Maybe that's what the RCA should have said -- we F-ed up designing and managing the rollout process. An engineer just fell victim to it.
".... We reverted the change globally within 30 minutes of the start of the issue which protected many Azure Blob storage Front-Ends from experiencing the issue. The Azure Blob storage Front-Ends which already entered the infinite loop were unable to accept any configuration changes due to the infinite loop. These required a restart after reverting the configuration change, extending the time to recover."
The ten+ hours extension was the vast majority of the outage time; why wasn't the reason for this given? More importantly, what will be done to prevent a similar extension in the time Azure spends belly up if at some point in the future, the Blob servers go insane and have to be restarted?
That may help address these questions. Just FYI, I am an engineer in the Azure compute team.
Cons: -This is almost 30 days after the incident -Look at the regions, it was global! -This was a whole chain of issues. I count it as 5 separate issues. This goes deep into how they operate and it does not paint a picture of operational maturity:
1: configuration change for the Blob Front-Ends exposed a bug in the Blob Front-Ends
2: Blob Front-Ends infinite loop delayed the fix (I count this as a separate issue though I expect some may not)
3: As part of a plan to improve performance of the Azure Storage Service, the decision was made to push the configuration change to the entire production service
4: Update was made across most regions in a short period of time due to operational error
5: Azure infrastructure issue that impacted our ability to provide timely updates via the Service Health Dashboard
That is quite a list. [Edit : formatting only]

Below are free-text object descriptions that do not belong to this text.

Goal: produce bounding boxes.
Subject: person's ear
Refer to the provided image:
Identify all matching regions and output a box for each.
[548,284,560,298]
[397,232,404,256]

What would have been the optimal response time? They fixed the immediate problem as fast as they could and gave a preliminary RCA, then they did a longer-term RCA and fix. I feel this shows maturity by not rushing to immediate conclusions and trying to do a 5-Whys drill-down to fix the underlying cause. Furthermore, they also took steps to actually fix the problem by pointing out they moved the human out of the loop in one aspect and that's always a good thing (unless the replacement software is faulty itself of course).
Also, in response to the list, I believe [3&4] are actually the same thing, are they not? The operator was the one who made the 'decision' by accidentally ignoring the incremental config change policy that was in place and did it all at once. This was identified as a human error and they fixed it by enforcing incremental changes.

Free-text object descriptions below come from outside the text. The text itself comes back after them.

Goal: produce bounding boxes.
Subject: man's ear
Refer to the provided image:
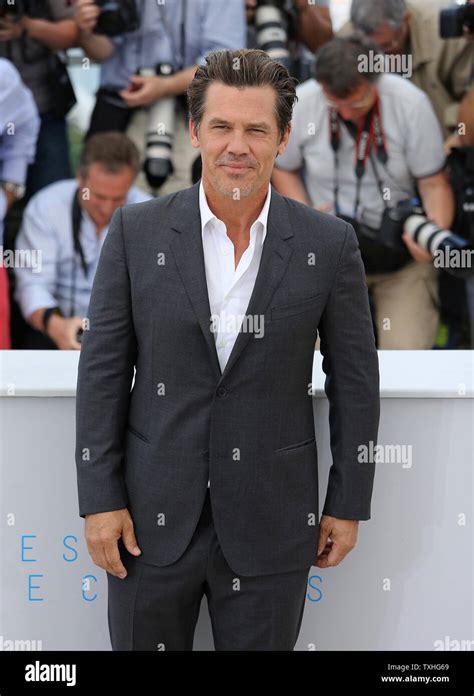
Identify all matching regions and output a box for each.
[189,119,200,148]
[277,123,292,156]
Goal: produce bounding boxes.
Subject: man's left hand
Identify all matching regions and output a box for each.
[402,232,433,262]
[315,515,359,568]
[119,75,170,108]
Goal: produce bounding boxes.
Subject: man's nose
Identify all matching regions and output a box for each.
[226,129,250,155]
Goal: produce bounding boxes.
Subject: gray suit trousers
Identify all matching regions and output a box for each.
[107,489,311,651]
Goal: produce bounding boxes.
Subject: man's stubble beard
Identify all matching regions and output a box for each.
[209,166,260,200]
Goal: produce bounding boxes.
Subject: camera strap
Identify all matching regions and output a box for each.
[329,92,388,218]
[69,188,89,318]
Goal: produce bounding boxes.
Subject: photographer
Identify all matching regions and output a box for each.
[13,133,150,350]
[0,0,79,198]
[75,0,246,195]
[341,0,473,141]
[0,58,39,349]
[272,36,455,350]
[246,0,333,83]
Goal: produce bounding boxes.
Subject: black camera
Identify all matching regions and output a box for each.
[337,212,411,274]
[379,198,473,278]
[339,196,473,276]
[440,1,474,38]
[93,0,139,37]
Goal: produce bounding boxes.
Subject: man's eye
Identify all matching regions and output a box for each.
[250,128,264,133]
[214,125,228,129]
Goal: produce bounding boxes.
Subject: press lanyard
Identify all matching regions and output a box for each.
[69,189,90,318]
[329,93,388,219]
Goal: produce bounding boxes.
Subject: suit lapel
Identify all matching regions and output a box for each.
[167,180,294,384]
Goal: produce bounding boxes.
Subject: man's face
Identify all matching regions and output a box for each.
[77,163,135,229]
[190,82,291,200]
[368,14,410,54]
[322,80,377,123]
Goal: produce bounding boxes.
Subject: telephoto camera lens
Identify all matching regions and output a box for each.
[142,64,175,191]
[255,0,291,71]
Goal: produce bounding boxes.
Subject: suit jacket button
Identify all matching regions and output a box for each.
[217,386,227,398]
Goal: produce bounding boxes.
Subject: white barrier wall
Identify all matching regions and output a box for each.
[0,350,472,651]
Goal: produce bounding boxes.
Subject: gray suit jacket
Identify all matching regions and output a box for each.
[75,180,380,577]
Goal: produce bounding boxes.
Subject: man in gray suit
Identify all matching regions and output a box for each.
[75,48,380,651]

I agree with you though, and said so at the time. These issues seem systemic, not isolated. Cascading failures, some in code, some in ops procedures, indicates to me they still have work to do.
>In summary, Microsoft Azure had clear operating guidelines but there was a gap in the deployment tooling that relied on human decisions and protocol.
Hopefully there is a way to disable this policy adherence for when you really need to push out a configuration or code change everywhere quickly.
If we wish for a future where cloud computing will be considered reliable enough for air traffic control systems, then management of these infrastructure requires a level of dedication and commitment to process and training.
Failover zones need to be isolated not only physically, but also from command and control. A lone engineer should not have sufficient authority or capability to operationally control more than one zone. It is extremely unnerving for enterprises to see that a significant infrastructure like Azure has a root account which can take down the whole of Azure.
I also hope that no one who recommended Azure to their employer got fired either.